In 1968, most baseball players had to work a second job to make ends meet. There were no wild-card teams or division winners. That year the Detroit Tigers became only the third club in history to rally from a 3-1 deficit to defeat the powerful St. Louis Cardinals in the Fall Classic. Showcasing this looming match-up, Wendel (Writing/Johns Hopkins Univ.; High Heat: The Secret History of the Fastball and the Improbable Search for the Fastest Pitcher of All Time, 2010, etc.) foreshortens the season by focusing on the stories of individual Tigers Gates Brown, Willie Horton, Dick McAuliffe and, especially, pitchers Denny McLain, who won an astonishing 31 games, and Mickey Lolich, the Series MVP. The author also looks at Cardinal stars Lou Brock, Curt Flood, Tim McCarver, Orlando Cepeda and especially pitcher Bob Gibson, among the game’s all-time greatest.
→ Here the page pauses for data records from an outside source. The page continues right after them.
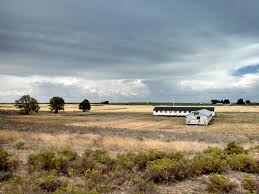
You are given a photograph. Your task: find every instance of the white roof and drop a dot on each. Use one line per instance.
(204, 112)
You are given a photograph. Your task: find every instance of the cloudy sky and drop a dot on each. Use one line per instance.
(129, 50)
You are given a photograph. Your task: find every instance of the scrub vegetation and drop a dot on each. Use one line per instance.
(99, 171)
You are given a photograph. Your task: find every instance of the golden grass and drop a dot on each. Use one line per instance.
(135, 108)
(79, 142)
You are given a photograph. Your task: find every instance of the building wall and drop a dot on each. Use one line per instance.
(192, 119)
(171, 113)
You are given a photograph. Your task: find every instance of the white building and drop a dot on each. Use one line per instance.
(178, 111)
(199, 117)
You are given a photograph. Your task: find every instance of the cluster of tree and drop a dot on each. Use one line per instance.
(29, 104)
(226, 101)
(241, 101)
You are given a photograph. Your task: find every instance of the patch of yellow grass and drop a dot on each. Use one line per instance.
(135, 108)
(116, 143)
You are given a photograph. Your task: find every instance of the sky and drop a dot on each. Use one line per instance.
(129, 50)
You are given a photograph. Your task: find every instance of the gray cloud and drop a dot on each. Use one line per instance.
(160, 42)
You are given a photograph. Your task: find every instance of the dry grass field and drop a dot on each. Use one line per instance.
(122, 128)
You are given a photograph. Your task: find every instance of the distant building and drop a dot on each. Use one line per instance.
(199, 117)
(178, 111)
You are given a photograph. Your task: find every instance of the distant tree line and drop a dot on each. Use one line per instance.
(227, 101)
(29, 104)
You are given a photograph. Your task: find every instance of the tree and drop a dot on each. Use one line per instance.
(240, 101)
(56, 104)
(27, 104)
(226, 101)
(213, 101)
(85, 105)
(105, 102)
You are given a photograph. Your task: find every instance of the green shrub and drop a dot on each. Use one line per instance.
(142, 186)
(97, 159)
(50, 183)
(243, 162)
(220, 184)
(4, 160)
(212, 160)
(169, 169)
(44, 160)
(61, 163)
(138, 161)
(69, 153)
(96, 181)
(161, 170)
(19, 144)
(234, 148)
(250, 184)
(7, 166)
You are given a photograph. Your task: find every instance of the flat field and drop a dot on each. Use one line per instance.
(122, 128)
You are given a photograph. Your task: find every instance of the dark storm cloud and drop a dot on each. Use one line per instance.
(163, 42)
(104, 34)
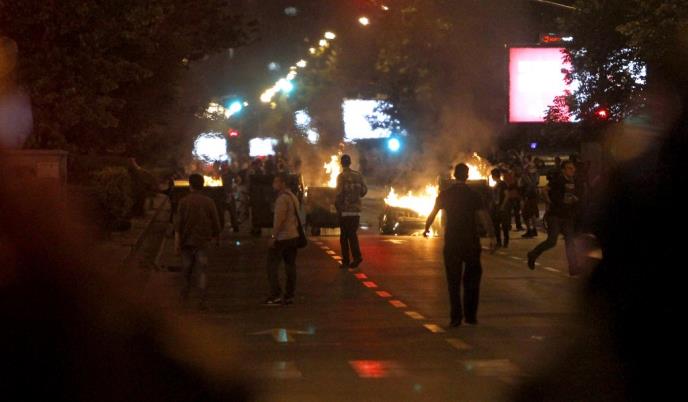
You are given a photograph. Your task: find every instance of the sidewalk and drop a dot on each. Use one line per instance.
(122, 246)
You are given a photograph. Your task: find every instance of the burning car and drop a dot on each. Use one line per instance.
(320, 200)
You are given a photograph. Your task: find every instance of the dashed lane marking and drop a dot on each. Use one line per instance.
(397, 303)
(281, 370)
(492, 368)
(415, 315)
(459, 344)
(434, 328)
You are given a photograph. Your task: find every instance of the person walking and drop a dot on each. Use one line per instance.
(564, 198)
(511, 178)
(530, 199)
(463, 209)
(350, 189)
(196, 223)
(498, 209)
(284, 243)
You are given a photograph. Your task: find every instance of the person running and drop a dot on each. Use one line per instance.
(196, 223)
(498, 209)
(564, 198)
(530, 199)
(284, 242)
(350, 189)
(511, 178)
(464, 209)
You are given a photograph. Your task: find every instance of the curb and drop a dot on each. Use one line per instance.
(139, 239)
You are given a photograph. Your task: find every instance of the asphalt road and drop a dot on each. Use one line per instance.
(378, 333)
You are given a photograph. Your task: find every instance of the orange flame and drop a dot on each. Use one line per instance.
(333, 169)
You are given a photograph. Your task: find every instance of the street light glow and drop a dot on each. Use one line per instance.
(285, 85)
(394, 145)
(235, 108)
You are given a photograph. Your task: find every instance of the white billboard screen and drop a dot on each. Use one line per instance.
(536, 78)
(364, 119)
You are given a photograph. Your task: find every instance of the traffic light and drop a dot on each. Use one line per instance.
(602, 113)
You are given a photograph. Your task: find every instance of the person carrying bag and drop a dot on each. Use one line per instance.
(288, 236)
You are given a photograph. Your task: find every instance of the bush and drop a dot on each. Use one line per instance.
(113, 189)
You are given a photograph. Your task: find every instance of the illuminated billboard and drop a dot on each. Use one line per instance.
(365, 119)
(211, 147)
(260, 147)
(536, 78)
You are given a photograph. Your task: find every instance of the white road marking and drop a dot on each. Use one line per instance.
(459, 344)
(414, 315)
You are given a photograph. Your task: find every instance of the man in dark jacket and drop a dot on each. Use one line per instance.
(350, 189)
(564, 198)
(464, 209)
(196, 223)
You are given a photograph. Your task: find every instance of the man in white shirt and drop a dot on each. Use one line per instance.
(284, 243)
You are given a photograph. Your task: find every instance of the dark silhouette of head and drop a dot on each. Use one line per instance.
(461, 172)
(196, 182)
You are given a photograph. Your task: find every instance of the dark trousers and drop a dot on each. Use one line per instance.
(194, 260)
(515, 210)
(284, 250)
(555, 227)
(348, 238)
(233, 218)
(501, 222)
(466, 267)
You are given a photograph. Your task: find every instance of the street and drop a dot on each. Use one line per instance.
(379, 332)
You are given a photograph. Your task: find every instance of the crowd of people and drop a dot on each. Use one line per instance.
(198, 219)
(518, 194)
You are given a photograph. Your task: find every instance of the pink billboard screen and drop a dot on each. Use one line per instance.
(536, 78)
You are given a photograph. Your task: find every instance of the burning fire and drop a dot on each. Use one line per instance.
(421, 202)
(207, 182)
(333, 169)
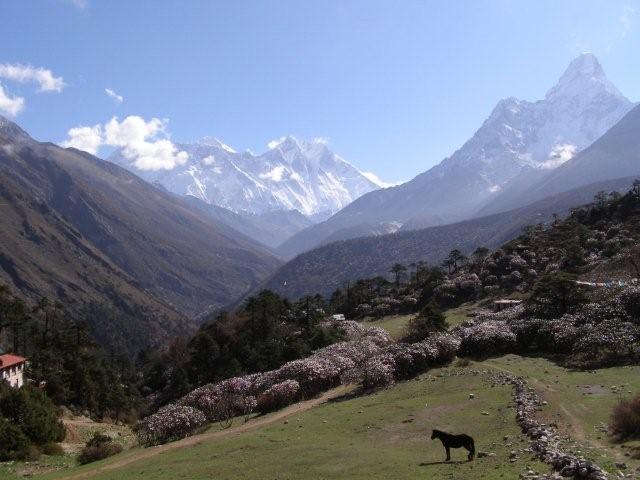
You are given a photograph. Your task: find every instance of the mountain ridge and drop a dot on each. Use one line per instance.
(132, 260)
(516, 142)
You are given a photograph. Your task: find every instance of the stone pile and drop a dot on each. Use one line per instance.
(545, 440)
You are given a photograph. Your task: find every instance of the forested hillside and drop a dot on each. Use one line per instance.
(332, 266)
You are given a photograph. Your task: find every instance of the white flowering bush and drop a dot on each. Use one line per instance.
(493, 337)
(278, 396)
(169, 423)
(608, 342)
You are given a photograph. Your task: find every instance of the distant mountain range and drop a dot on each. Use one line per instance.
(292, 175)
(517, 146)
(326, 268)
(135, 262)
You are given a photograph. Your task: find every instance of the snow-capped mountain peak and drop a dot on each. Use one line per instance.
(293, 174)
(583, 77)
(214, 142)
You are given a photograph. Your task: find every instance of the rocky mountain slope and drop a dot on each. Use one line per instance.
(615, 154)
(517, 145)
(331, 266)
(132, 260)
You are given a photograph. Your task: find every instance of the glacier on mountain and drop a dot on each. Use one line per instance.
(292, 175)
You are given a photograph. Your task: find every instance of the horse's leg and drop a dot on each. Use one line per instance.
(472, 450)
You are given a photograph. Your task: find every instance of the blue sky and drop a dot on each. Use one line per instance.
(394, 86)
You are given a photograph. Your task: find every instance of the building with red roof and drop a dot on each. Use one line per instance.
(12, 369)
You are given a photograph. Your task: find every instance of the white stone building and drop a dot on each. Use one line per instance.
(12, 369)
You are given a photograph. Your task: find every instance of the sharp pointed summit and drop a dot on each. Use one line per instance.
(520, 142)
(584, 76)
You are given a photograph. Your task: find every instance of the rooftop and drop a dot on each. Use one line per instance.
(8, 360)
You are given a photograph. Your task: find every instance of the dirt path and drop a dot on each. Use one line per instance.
(196, 439)
(577, 431)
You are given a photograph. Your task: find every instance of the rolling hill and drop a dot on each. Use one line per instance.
(518, 143)
(329, 267)
(133, 261)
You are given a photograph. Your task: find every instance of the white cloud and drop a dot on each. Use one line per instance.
(144, 144)
(140, 143)
(110, 93)
(274, 143)
(26, 73)
(373, 178)
(274, 175)
(88, 139)
(10, 105)
(626, 19)
(559, 154)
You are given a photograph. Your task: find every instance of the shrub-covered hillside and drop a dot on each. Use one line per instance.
(329, 267)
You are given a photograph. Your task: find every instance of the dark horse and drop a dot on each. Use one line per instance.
(455, 441)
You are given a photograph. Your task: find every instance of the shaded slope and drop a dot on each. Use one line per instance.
(515, 143)
(326, 268)
(614, 155)
(88, 232)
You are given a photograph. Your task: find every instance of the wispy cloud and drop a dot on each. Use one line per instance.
(87, 139)
(10, 105)
(373, 178)
(145, 144)
(19, 73)
(46, 80)
(627, 18)
(110, 93)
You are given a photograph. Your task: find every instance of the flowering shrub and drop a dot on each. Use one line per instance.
(378, 371)
(492, 337)
(171, 422)
(278, 396)
(608, 342)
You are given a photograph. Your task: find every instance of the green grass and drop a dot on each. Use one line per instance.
(385, 435)
(379, 436)
(455, 316)
(580, 402)
(394, 324)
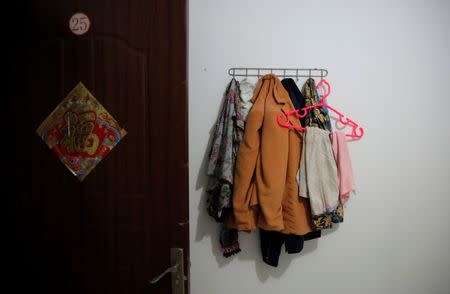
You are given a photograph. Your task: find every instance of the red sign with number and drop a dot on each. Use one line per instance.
(79, 23)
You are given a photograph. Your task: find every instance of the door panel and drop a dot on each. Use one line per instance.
(112, 232)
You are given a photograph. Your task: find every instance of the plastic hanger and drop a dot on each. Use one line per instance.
(283, 118)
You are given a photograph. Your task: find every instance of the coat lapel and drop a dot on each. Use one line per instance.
(282, 97)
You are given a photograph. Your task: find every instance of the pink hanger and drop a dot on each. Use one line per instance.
(283, 118)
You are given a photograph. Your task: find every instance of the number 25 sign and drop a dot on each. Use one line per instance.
(79, 23)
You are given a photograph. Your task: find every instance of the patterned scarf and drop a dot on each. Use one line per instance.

He charts the thrilling Series game by game. More intriguing, though, is the season’s unique backdrop: the “Year of the Pitcher” in baseball and the national turmoil surrounding the sports world. In addition to McLain and Gibson’s heroics (both won the Cy Young and MVP awards), the season saw five no-hitters (including a perfect game by Catfish Hunter), a consecutive game strikeout record by Luis Tiant and an unprecedented scoreless innings streak by Don Drysdale. Meanwhile, the country was falling apart. Urban riots and massive antiwar demonstrations helped persuade LBJ not to run again. By the time the Chicago Democratic Convention exploded in the streets, Martin Luther King Jr. and Robert Kennedy had already been assassinated. Wendel touches briefly on how the year agitated other sports, but he focuses on the baseball story and the athletes accustomed to ignoring the outside world. They found that impossible to do in the chaotic year of ’68.
An appealing mix of baseball and cultural history.